In March of this year, it had been (or what I had thought it had been) one full year since I was on my new medical insurance. I had a pre-existing clause on my plan, so I couldn't really do ANYTHING that came with my UC and going to the doctors. I never really knew just how sh**y(pun and no pun intended) insurance companies and the medical field could be. When I thought that I had reached my time, I made an appointment with my doctors office to start on Remicade again, because it had been almost two years since I had been on it, and it was the ONLY thing (along with Imuran together) that made me 'normal.' I had the infusion, got all the extra meds, and waited.

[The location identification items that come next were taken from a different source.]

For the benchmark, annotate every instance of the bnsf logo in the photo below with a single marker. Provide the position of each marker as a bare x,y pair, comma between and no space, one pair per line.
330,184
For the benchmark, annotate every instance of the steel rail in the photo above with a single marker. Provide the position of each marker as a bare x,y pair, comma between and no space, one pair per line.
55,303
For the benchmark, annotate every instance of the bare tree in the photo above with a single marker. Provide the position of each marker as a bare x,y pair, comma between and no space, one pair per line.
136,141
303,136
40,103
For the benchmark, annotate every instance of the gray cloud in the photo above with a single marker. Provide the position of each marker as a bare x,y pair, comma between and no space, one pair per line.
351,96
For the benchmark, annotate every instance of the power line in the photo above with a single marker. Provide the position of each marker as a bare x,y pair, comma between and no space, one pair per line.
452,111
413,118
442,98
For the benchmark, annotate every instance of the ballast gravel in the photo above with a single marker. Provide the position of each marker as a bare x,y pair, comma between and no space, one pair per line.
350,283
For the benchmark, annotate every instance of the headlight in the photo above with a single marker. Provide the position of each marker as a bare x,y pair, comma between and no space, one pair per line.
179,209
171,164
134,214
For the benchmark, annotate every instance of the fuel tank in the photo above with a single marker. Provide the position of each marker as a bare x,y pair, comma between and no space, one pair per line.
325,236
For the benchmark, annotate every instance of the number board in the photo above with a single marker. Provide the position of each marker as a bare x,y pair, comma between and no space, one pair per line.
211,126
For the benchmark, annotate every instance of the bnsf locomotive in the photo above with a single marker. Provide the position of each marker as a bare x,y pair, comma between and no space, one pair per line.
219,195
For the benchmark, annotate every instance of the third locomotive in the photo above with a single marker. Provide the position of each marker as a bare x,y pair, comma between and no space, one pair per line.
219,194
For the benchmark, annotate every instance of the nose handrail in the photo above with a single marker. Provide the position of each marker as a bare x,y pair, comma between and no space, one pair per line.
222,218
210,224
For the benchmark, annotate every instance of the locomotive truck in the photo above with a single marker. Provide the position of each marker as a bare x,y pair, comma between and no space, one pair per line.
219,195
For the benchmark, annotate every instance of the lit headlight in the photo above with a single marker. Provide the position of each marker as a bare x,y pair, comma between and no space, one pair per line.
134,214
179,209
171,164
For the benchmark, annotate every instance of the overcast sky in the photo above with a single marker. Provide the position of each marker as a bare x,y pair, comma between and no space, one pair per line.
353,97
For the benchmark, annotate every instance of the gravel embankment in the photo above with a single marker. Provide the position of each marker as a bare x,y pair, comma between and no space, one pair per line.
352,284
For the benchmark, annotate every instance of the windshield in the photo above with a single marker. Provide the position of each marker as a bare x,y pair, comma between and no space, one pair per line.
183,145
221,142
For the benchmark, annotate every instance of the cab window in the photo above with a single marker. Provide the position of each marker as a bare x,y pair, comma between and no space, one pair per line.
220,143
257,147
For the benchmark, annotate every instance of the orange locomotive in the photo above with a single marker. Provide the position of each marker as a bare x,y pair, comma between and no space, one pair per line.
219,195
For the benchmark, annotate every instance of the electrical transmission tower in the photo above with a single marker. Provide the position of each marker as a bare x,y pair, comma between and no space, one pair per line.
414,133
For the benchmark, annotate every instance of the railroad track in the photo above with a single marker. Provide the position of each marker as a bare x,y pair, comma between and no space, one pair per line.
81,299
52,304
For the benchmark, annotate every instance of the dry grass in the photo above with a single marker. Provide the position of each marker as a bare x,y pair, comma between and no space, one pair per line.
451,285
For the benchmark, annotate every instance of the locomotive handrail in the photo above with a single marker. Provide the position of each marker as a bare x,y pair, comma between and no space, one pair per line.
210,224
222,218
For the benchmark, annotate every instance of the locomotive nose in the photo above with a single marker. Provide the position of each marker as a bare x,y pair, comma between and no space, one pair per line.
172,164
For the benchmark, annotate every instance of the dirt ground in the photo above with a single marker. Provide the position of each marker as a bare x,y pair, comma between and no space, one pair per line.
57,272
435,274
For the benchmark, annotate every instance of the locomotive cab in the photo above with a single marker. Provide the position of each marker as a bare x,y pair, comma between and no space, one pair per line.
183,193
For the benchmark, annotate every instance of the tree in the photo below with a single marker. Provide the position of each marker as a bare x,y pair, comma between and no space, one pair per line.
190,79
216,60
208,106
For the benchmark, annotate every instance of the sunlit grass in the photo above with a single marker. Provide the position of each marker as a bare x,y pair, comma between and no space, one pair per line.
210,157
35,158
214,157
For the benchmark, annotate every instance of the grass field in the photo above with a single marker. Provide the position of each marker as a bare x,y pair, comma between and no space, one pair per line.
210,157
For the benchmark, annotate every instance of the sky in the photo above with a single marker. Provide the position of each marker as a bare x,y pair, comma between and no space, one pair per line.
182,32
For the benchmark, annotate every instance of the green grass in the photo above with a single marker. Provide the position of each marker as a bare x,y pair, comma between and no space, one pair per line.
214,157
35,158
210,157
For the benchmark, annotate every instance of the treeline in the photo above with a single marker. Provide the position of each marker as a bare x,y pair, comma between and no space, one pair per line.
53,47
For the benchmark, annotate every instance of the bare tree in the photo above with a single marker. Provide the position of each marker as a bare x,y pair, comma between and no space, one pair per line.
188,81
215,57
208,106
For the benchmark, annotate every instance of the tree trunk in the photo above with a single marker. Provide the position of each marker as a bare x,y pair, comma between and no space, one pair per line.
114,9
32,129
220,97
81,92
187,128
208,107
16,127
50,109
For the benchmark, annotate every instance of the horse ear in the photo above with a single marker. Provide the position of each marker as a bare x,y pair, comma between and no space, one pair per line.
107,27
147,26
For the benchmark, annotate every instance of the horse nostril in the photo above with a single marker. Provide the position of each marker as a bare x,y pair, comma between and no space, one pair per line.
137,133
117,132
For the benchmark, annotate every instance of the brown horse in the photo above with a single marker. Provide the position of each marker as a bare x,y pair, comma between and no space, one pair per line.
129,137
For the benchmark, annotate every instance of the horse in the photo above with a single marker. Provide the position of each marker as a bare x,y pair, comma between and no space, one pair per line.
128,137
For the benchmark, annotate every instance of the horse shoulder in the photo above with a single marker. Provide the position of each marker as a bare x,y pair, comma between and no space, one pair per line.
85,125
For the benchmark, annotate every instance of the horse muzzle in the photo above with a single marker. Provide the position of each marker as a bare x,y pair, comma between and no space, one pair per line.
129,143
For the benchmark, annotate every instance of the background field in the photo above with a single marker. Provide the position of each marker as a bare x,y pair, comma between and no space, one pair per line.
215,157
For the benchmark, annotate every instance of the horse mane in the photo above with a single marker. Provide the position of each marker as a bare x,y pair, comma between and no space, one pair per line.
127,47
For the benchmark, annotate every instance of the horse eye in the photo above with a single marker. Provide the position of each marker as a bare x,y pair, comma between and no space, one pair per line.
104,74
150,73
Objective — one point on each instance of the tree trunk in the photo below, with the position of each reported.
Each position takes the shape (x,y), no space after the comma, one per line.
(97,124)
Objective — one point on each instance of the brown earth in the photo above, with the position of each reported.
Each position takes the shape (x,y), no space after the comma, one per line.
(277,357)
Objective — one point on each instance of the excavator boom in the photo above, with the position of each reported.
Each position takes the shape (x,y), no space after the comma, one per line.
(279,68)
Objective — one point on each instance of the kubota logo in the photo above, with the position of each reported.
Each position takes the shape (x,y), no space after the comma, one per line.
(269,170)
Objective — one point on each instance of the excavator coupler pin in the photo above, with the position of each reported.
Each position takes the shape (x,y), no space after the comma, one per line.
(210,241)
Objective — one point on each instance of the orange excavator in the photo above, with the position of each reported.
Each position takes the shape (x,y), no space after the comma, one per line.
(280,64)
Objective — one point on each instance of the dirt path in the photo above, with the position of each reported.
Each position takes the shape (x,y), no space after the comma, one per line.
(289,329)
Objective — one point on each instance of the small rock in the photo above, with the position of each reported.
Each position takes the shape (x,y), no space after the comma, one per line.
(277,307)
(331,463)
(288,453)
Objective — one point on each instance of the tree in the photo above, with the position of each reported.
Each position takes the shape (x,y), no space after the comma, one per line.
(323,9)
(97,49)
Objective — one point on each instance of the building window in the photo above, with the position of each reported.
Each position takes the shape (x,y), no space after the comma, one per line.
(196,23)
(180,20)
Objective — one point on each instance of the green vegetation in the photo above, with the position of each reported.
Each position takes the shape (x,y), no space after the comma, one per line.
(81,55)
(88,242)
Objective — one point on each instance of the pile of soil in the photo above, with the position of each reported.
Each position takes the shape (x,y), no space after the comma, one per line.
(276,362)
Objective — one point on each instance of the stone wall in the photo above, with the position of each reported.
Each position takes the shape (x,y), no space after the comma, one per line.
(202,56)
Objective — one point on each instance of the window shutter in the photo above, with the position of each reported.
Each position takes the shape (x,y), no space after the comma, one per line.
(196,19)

A few weeks later, I got a phone call from the doctors office stating that I hadn't in fact waited for my clause to go into effect and now owed them over $4000.00. I freaked out. I found out that my Human Resource Manager at work (who is no longer with us) was wrong on when I signed up and it actually went into effect APRIL rather than March. I was sick. I had already at the time owed my doctors office for past procedures while I was without insurance, making my bill over $7000.00. I fell into a pit of depression. As many of you know, the economic status of us living in the Great Lakes State is less than stellar. The doctors office got VERY rude to me, because they wanted their money. I who lives paycheck to paycheck and can barely afford my medications, was sending them monthly, what I could. They said that it STILL wasn't enough. I lost hope, faith, everything. I pushed my boyfriend of almost 7 years away from me, as he say me through ups and downs, through out the course of having this disease while he had known me (I've been fighting with it, since I was 17!) He's always been there for me, the cramps, the bleeding, the doctors appointments, the 'accidents' everything. I felt like I was being a child, but couldn't control it, I can now only imagine what I put my parents through when I was younger and sicker than I am now! I really am surprised that I didn't cause a divorce. I'm getting off track... I blamed the doctors, stating that they should have again confirmed my insurance prior to the appointment, they blamed me for not knowing my insurance. I blamed them for saying "lets not worry about your insurance now, lets just start you on the drug and we'll work it out later" they blamed their nurse saying that she was new. It was a mess,I was a mess. Phone calls, emails, letters from the doctors, insurance companies, drug companies, patient assistance programs, and nothing could be done. I went to my parents, who didn't have the answers, I went to church, I prayed, still nothing. The doctors office was trying to get me to send them a letter from my insurance company that said when the clause was up, (for legal reasons, I am sure) and I refused. The nurse got reprimanded and was told she needed to help find a way to help me, along with the manager of the building. I filled out the paperwork and was told by the doctors office one thing, my insurance company another, the assistance program yet another thing.
I gave up hope.
There was nothing anyone could do.
about a week ago, I got a very up lifting call from Judy, the office manager. They found an assistance program that would pay for my last treatment that wasn't covered. It was taking not all, but most of the debt away. Next, I got a call from the nurse to tell me the same thing, and also that I should call RemiStart another patient assistance program and have them re-process my information, I called immediately. They told me that I had qualified back in May and that they would cover what my insurance company wouldn't for my future infusions. They were going to FedEx me all I needed so I can start back on Remicade.
I don't know why I wrote all of this, really I don't. I just wanted to give some sort of hope out there for people out there, who are going through the same thing that I am and most likely will forever, in dealing not with the disease, but the finical burned that it causes. I have always had horrible luck, and this disease is just one way that I know that I always will. Part of me feels that it's still too good to be true. And you know what, it could be. I haven't gotten the bill yet from the doctors office that shows the deducted price. I haven't received the assistance yet, but one thing that this WHOLE thing has taught me, is not to worry. The stress from having to worry about where the closest bathroom, or dealing with the pain is the only stress I am going to let bother me now. I have made myself a promise that I will no longer allow myself to stay up all night worrying about where the money is going to come from to pay for this. The second that I did, something came along.
Have faith, friends, and don't let this horrible thing run your life!